Las redes sociales complejizan aún más esta problemática. “Las plataformas como Facebook, Instagram, Telegram, TikTok y WhatsApp son canales de reclutamiento habituales, ya que son de fácil acceso y difíciles de rastrear”, ha añadido la delegada. EL PAÍS ha comprobado desde 2024 que gran parte del reclutamiento a países como Ucrania, Rusia o México ocurre a través de grupos de WhatsApp o de comunidades en Facebook. Muchas veces son espacios creados por los mismos exmilitares que buscan a otros colegas para combatir codo con codo en el exterior.
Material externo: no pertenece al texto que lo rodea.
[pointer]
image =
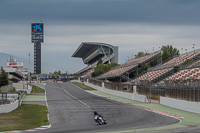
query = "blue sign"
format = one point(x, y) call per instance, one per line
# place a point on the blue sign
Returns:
point(37, 29)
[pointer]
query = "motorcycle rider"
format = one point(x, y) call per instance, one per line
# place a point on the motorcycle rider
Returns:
point(97, 116)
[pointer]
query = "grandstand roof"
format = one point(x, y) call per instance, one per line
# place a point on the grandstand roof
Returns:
point(128, 66)
point(83, 48)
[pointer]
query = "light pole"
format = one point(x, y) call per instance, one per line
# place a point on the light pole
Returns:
point(182, 51)
point(193, 48)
A pesar de los elogios que formuló el grupo hacia el Ejecutivo, su informe preliminar alerta de varios fallos en el control estatal de esta problemática. Por un lado, considera que “hay una capacidad limitada de los recursos financieros y humanos, junto con una supervisión débil y la falta de presencia en zonas remotas o rurales” que frena el trabajo de la Superintendencia de Vigilancia y Seguridad Privada. Según el conteo de Naciones Unidas, en el país hay cerca de 1.300 empresas de seguridad privada con más de 400.000 empleados, sin tener en cuenta aquellas compañías informales y al margen de la ley, que no son supervisadas, pese a que “casi todos los sectores de la sociedad colombiana recurren a la seguridad privada”. Los expertos también deploran que haya más de 60.000 armas sin licencia en circulación, además de un incremento en el desarrollo de tecnologías bélicas como los drones, que se expanden sin el control estatal.
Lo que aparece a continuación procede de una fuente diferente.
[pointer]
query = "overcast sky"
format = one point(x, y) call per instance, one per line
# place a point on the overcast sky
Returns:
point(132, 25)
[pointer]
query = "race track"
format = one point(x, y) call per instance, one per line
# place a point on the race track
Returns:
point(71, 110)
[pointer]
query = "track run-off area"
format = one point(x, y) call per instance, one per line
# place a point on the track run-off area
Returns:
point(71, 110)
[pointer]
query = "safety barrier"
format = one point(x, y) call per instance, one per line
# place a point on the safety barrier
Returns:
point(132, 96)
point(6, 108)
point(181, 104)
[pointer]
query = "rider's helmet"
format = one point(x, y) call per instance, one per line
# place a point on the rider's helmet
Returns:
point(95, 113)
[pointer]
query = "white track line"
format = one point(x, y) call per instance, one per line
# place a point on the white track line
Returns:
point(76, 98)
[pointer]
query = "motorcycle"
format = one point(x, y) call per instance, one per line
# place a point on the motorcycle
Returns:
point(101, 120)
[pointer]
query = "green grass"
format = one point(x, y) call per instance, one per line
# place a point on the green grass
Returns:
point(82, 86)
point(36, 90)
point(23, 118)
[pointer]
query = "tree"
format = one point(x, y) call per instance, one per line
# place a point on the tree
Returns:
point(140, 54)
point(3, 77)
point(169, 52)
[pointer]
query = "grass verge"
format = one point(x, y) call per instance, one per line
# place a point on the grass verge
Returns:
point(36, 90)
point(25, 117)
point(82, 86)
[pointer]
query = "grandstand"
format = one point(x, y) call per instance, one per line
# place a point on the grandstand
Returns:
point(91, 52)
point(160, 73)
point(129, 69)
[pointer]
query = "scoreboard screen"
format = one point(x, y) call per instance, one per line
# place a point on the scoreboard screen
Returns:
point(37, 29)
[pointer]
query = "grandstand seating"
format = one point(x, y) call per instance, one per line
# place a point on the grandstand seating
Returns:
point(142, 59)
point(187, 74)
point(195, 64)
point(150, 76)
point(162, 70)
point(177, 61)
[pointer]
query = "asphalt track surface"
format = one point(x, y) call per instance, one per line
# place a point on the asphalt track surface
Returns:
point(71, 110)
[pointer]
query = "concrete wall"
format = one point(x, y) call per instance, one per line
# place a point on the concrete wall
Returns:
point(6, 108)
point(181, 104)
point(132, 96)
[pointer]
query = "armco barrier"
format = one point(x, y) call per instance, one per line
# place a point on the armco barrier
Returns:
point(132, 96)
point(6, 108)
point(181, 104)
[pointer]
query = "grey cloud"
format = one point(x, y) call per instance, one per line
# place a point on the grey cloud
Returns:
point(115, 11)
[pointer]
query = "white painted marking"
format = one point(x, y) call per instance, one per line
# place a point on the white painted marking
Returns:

El grupo de la ONU también ha manifestado su apoyo a las familias de los mercenarios y voluntarios de guerras en el extranjero. Más de 600 familias buscan activamente noticias de sus familiares: muchas reportan la muerte, la desaparición o el secuestro de los suyos. El Gobierno colombiano, recalca el informe, ha tenido grandes dificultades para acceder a esta información a través de los canales diplomáticos con los países receptores. Este diario habló a finales del año pasado con una decena de familias cuyos padres, hermanos y esposos viajaron a Ucrania para nunca regresar. La repatriación de los cuerpos y su entierro en Colombia es un alivio que reciben muy pocas familias, pues la mayoría nunca aparecen o son enterrados en suelo enemigo, dificultando su hallazgo.
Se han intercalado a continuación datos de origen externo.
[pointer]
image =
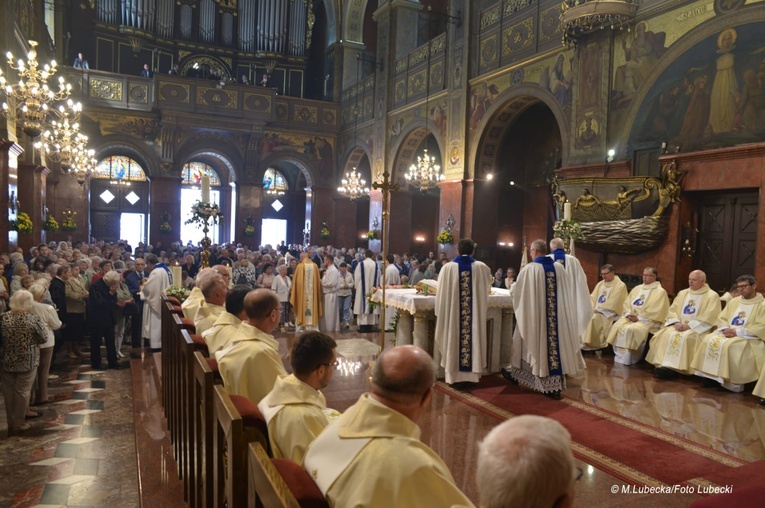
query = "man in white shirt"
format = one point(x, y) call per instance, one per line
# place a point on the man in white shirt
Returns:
point(345, 296)
point(330, 320)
La situación es igual de compleja si los colombianos fueron contratados por fuerzas paramilitares, como en Sudán, o por cárteles, como en México. La delegación internacional ha admitido que no “tiene certeza” de las cifras de muertos y han instado a los países a que trabajen más en la identificación de los soldados extranjeros caídos en combate.
El grupo de expertos presentará ante el Consejo de Derechos Humanos de la ONU sus conclusiones finales en un informe detallado el próximo septiembre.